Zero Waste Week In Progress: The Supermarket Shop

On Day 1 of Zero Waste Week I did some shopping in our local market town, which went quite well. Today, I went to Lidl to do a bigger shop. I didn’t buy any pre-packed fresh meat, fresh fish, cooked meat or cheese. I’ll go to the butcher’s in town with my roll of greaseproof paper tomorrow for that shopping. However, I did buy cereal, fresh fruit and vegetables, some food for the freezer, tinned tomatoes and tinned baked beans, sparkling water, milk, butter, eggs and bicarb of soda.

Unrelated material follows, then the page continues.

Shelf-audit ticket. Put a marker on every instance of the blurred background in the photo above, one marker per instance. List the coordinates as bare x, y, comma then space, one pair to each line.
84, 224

The fruit and vegetables transferred from plastic to my own paper bags
The fruit and vegetables transferred from plastic to my own paper bags
  • I will reuse the plastic bags inside the cereal boxes for proving homemade bread and recycle the boxes.
  • I bought loose fruit and vegetables where possible, placing them in brown paper bags I brought from home. Plums, broccoli and mushrooms were all in plastic packaging. I removed the packaging, placed the fruit and vegetables in my brown paper bags and took the plastic to the till so that the cashier could beep the barcode and then dispose of the plastic for me. The thought crossed my mind that if we all returned our plastic packaging to the supermarket for them to deal with and they paid a higher tax to dispose of plastic packaging, they would most likely use more environmentally friendly packaging in the first place.
  • The freezer food was all in cardboard boxes, which will be recycled, with either no plastic or minimal plastic inside the boxes.
  • The egg boxes will be recycled or passed on to school for craft projects along with toilet roll and kitchen roll inners.
  • Food tins will be recycled.
  • Bottles from the sparkling water will be reused by my husband when he is out running.

So, the only plastic items that will go in the recycling are the milk containers and the only waste that will go in the bin is the lid from the bicarb of soda, the butter wrappers and the individual wrappers inside the box of ice creams for the children. Not bad.

The cat is a big fan of cloth shopping bags too. He's an eco-friendly cat!
The cat is a big fan of cloth shopping bags too. He’s an eco-friendly cat!

I’ll be blogging one more time about Zero Waste Week on Sunday, the last day, when I’ll be musing over whether this effort is sustainable in the long term and how much of an impact Zero Waste Week has.